Two machine learning models will be fitted. Namely: Logistic Regression and Random Forest. These models are known to perform better on classification task.
Logistic Regression Model
log_mod <- logistic_reg() %>%
set_engine("glm")%>%
set_mode("classification")
logistic_model_fit <-
workflow() %>%
add_model(log_mod) %>%
add_recipe(data_recipe) %>%
fit(trainset)
Let’s examine the performance of the logistic regression on the test dataset.
logistic_model_fit %>%
augment(testset, type.predict = "response") %>%
accuracy(state, .pred_class)
## # A tibble: 1 × 3
## .metric .estimator .estimate
## <chr> <chr> <dbl>
## 1 accuracy binary 0.999
log_class<- predict(logistic_model_fit , new_data = testset,
type = 'class')
prob_preds <- predict(logistic_model_fit , new_data = testset,
type = 'prob')
logistic_res<- testset %>%
select(state) %>%
bind_cols(log_class, prob_preds)
logistic_res%>%
# Plot ROC curve
roc_curve(truth = state, .pred_failed) %>%
autoplot()
99.8% Accuracy on Logistic regression? Fantastic!!!
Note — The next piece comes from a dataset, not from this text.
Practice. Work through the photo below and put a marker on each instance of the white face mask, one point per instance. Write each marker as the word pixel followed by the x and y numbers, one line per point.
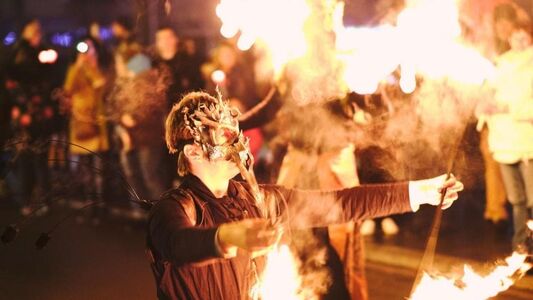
pixel 215 128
Fitting Random Forest Model
rf_mod<-
rand_forest(mtry = tune(),
trees = tune(),
min_n = tune()) %>%
set_mode("classification") %>%
set_engine("ranger")
rf_wf<-
workflow() %>%
add_recipe(data_recipe) %>%
add_model(rf_mod)
r_grid<- grid_random(
mtry() %>% range_set(c( 1, 5)),
trees() %>% range_set(c( 100, 150)),
min_n() %>% range_set(c(2, 8)),
size = 10)
tune_random <-
rf_wf %>%
tune_grid(
resamples = cv_ks,
grid = r_grid,
##control = ctrl,
metrics = measure)
show_best(tune_random)
## # A tibble: 5 × 9
## mtry trees min_n .metric .estimator mean n std_err .config
## <int> <int> <int> <chr> <chr> <dbl> <int> <dbl> <chr>
## 1 5 118 7 accuracy binary 0.996 5 0.0000975 Preprocessor1_Mod…
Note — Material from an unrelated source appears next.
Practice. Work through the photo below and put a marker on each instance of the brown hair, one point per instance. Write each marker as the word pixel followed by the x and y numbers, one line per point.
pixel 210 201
## 2 5 130 8 accuracy binary 0.996 5 0.000105 Preprocessor1_Mod…
## 3 5 130 6 accuracy binary 0.996 5 0.000190 Preprocessor1_Mod…
## 4 4 150 4 accuracy binary 0.993 5 0.000110 Preprocessor1_Mod…
## 5 2 140 8 accuracy binary 0.947 5 0.00168 Preprocessor1_Mod…
For the parameter tuning, the random forest model with the best accuracy is the model with mtry=5, trees=117 and min_n=4
rfo <- rf_wf%>%
finalize_workflow(select_best(tune_random )) %>%
fit(trainset)
rfo%>%
augment(testset, type.predict = "response") %>%
accuracy(state, .pred_class)
## # A tibble: 1 × 3
## .metric .estimator .estimate
## <chr> <chr> <dbl>
## 1 accuracy binary 0.996
rf_class<- predict(rfo, new_data = testset,
type = 'class')
rf_prob <- predict(rfo , new_data = testset,
type = 'prob')
rf_main <- testset %>%
select(state) %>%
bind_cols(rf_class, rf_prob)
rf_main%>%
# Plot ROC curve
roc_curve(truth = state, .pred_failed) %>%
autoplot()
for the random fores model, the accuracy was 99.6%
logistic_model_fit %>%
tidy() %>%
mutate(term = ordered(term)|> fct_reorder(p.value)) %>%
ggplot(aes(p.value, term, fill = p.value < 0.05)) +
geom_col() +
theme(legend.position = "none")
Key Points
Logistic regression outperformed Random forest model in this project Categories such as Publishing, Photography, Crafts, Art, Games, Design, food are the most funded categories.